Disease-specific risk prediction aims at assessing the risk of a patient in developing a target disease based on his/her health profile. As electronic health records (EHRs) become more prevalent, a large number of features can be constructed in order to characterize patient profiles. This wealth of data provides unprecedented opportunities for data mining researchers to address important biomedical questions. Practical data mining challenges include: How to correctly select and rank those features based on their prediction power? What predictive model performs the best in predicting a target disease using those features? In this paper, we propose top-k stability selection, which generalizes a powerful sparse learning method for feature selection by overcoming its limitation on parameter selection. In particular, our proposed top-k stability selection includes the original stability selection method as a special case given k = 1. Moreover, we show that the top-k stability selection is more robust by utilizing more information from selection probabilities than the original stability selection, and provides stronger theoretical properties.
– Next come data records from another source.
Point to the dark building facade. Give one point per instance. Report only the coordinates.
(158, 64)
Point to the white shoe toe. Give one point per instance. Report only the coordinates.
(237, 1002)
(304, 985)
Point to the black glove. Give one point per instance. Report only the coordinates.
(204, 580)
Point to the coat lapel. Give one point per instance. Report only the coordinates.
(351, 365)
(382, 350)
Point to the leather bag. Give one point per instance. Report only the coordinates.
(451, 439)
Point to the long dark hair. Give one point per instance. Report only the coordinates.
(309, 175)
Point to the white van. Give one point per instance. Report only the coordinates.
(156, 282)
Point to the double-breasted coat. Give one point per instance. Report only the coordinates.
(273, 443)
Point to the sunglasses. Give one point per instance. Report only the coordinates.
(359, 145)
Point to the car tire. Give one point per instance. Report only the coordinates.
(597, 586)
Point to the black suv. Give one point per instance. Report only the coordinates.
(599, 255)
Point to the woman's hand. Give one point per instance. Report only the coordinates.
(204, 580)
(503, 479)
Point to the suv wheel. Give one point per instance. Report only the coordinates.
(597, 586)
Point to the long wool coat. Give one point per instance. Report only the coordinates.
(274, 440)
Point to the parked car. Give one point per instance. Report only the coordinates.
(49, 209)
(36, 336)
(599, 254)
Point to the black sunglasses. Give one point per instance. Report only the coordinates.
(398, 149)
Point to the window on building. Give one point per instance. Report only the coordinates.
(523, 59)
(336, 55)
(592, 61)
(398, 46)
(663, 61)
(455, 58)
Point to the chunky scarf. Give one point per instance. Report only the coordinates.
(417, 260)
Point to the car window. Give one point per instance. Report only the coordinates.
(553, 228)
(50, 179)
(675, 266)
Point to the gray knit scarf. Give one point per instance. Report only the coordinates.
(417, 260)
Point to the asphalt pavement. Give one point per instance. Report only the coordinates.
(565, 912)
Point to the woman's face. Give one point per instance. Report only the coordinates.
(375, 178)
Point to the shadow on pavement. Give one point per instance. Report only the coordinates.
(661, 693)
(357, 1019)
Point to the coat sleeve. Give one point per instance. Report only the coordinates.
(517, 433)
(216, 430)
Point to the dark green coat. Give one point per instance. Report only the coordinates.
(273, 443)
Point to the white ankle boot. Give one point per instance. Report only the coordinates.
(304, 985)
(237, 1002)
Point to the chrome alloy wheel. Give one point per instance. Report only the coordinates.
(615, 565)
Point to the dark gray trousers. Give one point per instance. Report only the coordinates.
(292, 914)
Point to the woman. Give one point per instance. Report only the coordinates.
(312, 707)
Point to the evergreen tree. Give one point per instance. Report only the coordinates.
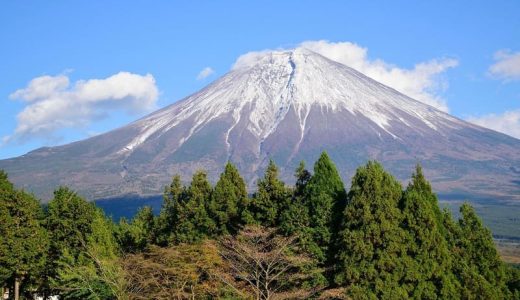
(371, 253)
(428, 271)
(173, 195)
(482, 273)
(294, 216)
(136, 236)
(193, 220)
(23, 240)
(94, 272)
(325, 200)
(69, 223)
(228, 201)
(269, 197)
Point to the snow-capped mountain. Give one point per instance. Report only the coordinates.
(288, 106)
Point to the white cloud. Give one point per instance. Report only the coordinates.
(508, 122)
(507, 65)
(54, 104)
(207, 71)
(423, 82)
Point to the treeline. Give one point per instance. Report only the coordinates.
(312, 240)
In a large set of real clinical prediction datasets, the top-k stability selection methods outperform many existing feature selection methods including the original stability selection. We also compare three competitive classification methods (SVM, logistic regression and random forest) to demonstrate the effectiveness of selected features by our proposed method in the context of clinical prediction applications. Finally, through several clinical applications on predicting heart failure related symptoms, we show that top-k stability selection can successfully identify important features that are clinically meaningful.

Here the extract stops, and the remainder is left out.